We can see in the following SQL emitted by these queries, query2 happens to work correctly because the SQL parses the LIMIT as belonging to the first select statement only.  But, the LIMIT for query3 is parsed as applied to the entire UNION result. 

##### query2:

SELECT 
    `UnionAll1`.`Id` AS `C1`, `UnionAll1`.`Name` AS `C2`
FROM
    (SELECT 
        `Id`, `Name`
    FROM
        `SocialNetworks`
    LIMIT 0 UNION ALL SELECT 
        `Extent2`.`Id`, `Extent2`.`Name`
    FROM
        `SocialNetworks` AS `Extent2`) AS `UnionAll1`

##### query3:

SELECT 
    `UnionAll1`.`Id` AS `C1`, `UnionAll1`.`Name` AS `C2`
FROM
    (SELECT 
        `Extent1`.`Id`, `Extent1`.`Name`
    FROM
        `SocialNetworks` AS `Extent1` UNION ALL SELECT 
        `Id`, `Name`
    FROM
        `SocialNetworks`
    LIMIT 0) AS `UnionAll1`

Suggested fix:
Always surround the individual select statements of a UNION or UNION ALL with parentheses. Then we are guaranteed to obey the correct semantics when LIMIT is involved.
[10 Feb 2014 22:36] Fernando Gonzalez.Sanchez
Posted by developer:
 
With the fix, the limit is wrapped in parenthesis with the nearest query (so its semantics do not apply to the whole union query).
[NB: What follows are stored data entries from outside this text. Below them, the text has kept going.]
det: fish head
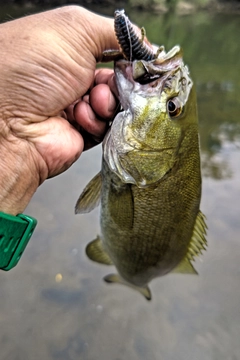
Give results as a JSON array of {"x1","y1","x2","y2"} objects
[{"x1": 103, "y1": 46, "x2": 198, "y2": 187}]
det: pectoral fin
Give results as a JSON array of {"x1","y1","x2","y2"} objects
[
  {"x1": 86, "y1": 236, "x2": 113, "y2": 265},
  {"x1": 171, "y1": 210, "x2": 207, "y2": 275},
  {"x1": 75, "y1": 172, "x2": 102, "y2": 214},
  {"x1": 104, "y1": 273, "x2": 152, "y2": 301}
]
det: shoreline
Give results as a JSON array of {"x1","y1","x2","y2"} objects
[{"x1": 0, "y1": 0, "x2": 240, "y2": 14}]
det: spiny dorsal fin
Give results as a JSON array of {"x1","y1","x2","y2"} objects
[
  {"x1": 86, "y1": 236, "x2": 113, "y2": 265},
  {"x1": 104, "y1": 273, "x2": 152, "y2": 301},
  {"x1": 75, "y1": 172, "x2": 102, "y2": 214},
  {"x1": 171, "y1": 210, "x2": 207, "y2": 275}
]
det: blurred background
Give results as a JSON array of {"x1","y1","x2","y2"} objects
[{"x1": 0, "y1": 1, "x2": 240, "y2": 360}]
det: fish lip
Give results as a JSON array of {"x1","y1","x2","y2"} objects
[
  {"x1": 114, "y1": 45, "x2": 184, "y2": 90},
  {"x1": 114, "y1": 60, "x2": 184, "y2": 107},
  {"x1": 114, "y1": 59, "x2": 165, "y2": 88}
]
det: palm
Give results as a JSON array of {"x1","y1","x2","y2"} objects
[{"x1": 0, "y1": 6, "x2": 118, "y2": 179}]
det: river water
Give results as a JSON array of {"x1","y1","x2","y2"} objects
[{"x1": 0, "y1": 3, "x2": 240, "y2": 360}]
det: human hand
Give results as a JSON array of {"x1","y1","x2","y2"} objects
[{"x1": 0, "y1": 6, "x2": 119, "y2": 214}]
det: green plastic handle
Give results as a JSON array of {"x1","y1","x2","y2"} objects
[{"x1": 0, "y1": 212, "x2": 37, "y2": 271}]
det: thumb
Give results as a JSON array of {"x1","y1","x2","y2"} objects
[{"x1": 53, "y1": 6, "x2": 119, "y2": 62}]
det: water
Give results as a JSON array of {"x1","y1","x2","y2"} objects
[{"x1": 0, "y1": 4, "x2": 240, "y2": 360}]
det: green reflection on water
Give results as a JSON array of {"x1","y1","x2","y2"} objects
[{"x1": 128, "y1": 10, "x2": 240, "y2": 180}]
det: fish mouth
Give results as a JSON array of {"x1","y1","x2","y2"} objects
[{"x1": 114, "y1": 44, "x2": 184, "y2": 88}]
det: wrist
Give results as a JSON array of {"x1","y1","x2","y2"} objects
[{"x1": 0, "y1": 134, "x2": 40, "y2": 215}]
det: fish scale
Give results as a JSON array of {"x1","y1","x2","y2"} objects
[{"x1": 100, "y1": 136, "x2": 201, "y2": 282}]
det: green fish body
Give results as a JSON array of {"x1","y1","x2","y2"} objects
[{"x1": 76, "y1": 45, "x2": 207, "y2": 300}]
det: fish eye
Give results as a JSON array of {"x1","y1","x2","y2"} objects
[{"x1": 167, "y1": 98, "x2": 182, "y2": 118}]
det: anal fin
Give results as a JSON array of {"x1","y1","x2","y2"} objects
[{"x1": 86, "y1": 236, "x2": 113, "y2": 265}]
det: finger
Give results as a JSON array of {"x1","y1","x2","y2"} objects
[
  {"x1": 82, "y1": 10, "x2": 119, "y2": 61},
  {"x1": 94, "y1": 68, "x2": 114, "y2": 85},
  {"x1": 65, "y1": 100, "x2": 80, "y2": 123},
  {"x1": 107, "y1": 74, "x2": 119, "y2": 99},
  {"x1": 80, "y1": 127, "x2": 104, "y2": 151},
  {"x1": 89, "y1": 84, "x2": 117, "y2": 120},
  {"x1": 95, "y1": 69, "x2": 118, "y2": 98},
  {"x1": 55, "y1": 7, "x2": 119, "y2": 62},
  {"x1": 74, "y1": 100, "x2": 107, "y2": 138}
]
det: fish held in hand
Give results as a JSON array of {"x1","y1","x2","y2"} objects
[{"x1": 75, "y1": 10, "x2": 207, "y2": 301}]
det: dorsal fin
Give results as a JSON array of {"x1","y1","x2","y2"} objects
[
  {"x1": 171, "y1": 257, "x2": 198, "y2": 274},
  {"x1": 104, "y1": 273, "x2": 152, "y2": 301},
  {"x1": 171, "y1": 210, "x2": 207, "y2": 274},
  {"x1": 75, "y1": 172, "x2": 102, "y2": 214},
  {"x1": 186, "y1": 210, "x2": 207, "y2": 262}
]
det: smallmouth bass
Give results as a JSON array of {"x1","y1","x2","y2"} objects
[{"x1": 75, "y1": 10, "x2": 207, "y2": 300}]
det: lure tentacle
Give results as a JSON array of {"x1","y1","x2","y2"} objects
[{"x1": 114, "y1": 10, "x2": 156, "y2": 62}]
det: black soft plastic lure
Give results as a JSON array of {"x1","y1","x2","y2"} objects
[{"x1": 114, "y1": 10, "x2": 156, "y2": 61}]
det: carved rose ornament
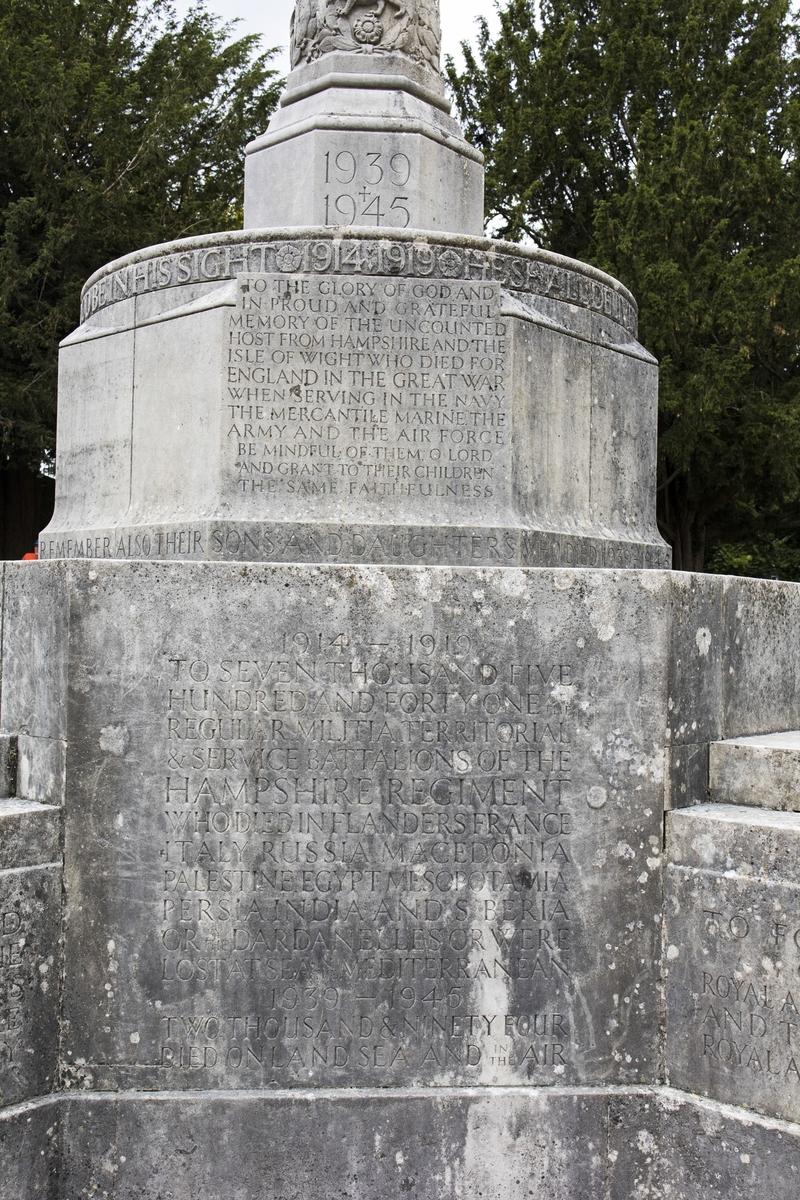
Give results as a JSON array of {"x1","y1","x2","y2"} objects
[{"x1": 290, "y1": 0, "x2": 442, "y2": 72}]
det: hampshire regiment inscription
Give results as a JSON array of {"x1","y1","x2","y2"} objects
[
  {"x1": 160, "y1": 635, "x2": 572, "y2": 1080},
  {"x1": 225, "y1": 274, "x2": 509, "y2": 524},
  {"x1": 62, "y1": 566, "x2": 664, "y2": 1095}
]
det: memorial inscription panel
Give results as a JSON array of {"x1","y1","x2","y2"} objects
[
  {"x1": 0, "y1": 866, "x2": 60, "y2": 1104},
  {"x1": 319, "y1": 147, "x2": 416, "y2": 230},
  {"x1": 224, "y1": 274, "x2": 511, "y2": 525},
  {"x1": 666, "y1": 812, "x2": 800, "y2": 1124},
  {"x1": 78, "y1": 233, "x2": 638, "y2": 333},
  {"x1": 62, "y1": 564, "x2": 666, "y2": 1092}
]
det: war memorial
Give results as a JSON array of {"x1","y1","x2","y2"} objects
[{"x1": 2, "y1": 1, "x2": 800, "y2": 1195}]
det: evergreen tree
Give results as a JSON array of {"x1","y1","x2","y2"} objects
[
  {"x1": 448, "y1": 0, "x2": 800, "y2": 572},
  {"x1": 0, "y1": 0, "x2": 281, "y2": 477}
]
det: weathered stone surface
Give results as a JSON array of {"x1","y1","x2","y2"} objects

This fix will appear in Connector/NET 6.6.7, 6.7.5 & 6.8.4.
[27 Feb 2014 0:08] Daniel So
Added the following entry into the Connector/Net 6.8.4, 6.7.5, and 6.6.7 changelogs:

"When Connector/Net's SQL generator emitted code for the LINQ Union() or Concat() operator, parentheses were not applied around the individual SELECT statements. That could cause a change of meaning for the query when a Take() operator (thus a LIMIT clause in the SQL code) was applied to the last SELECT statement. With this fix, parentheses were put around individual SELECT statements, so that the LIMIT clause will not be applied to the entire result of the UNION operation."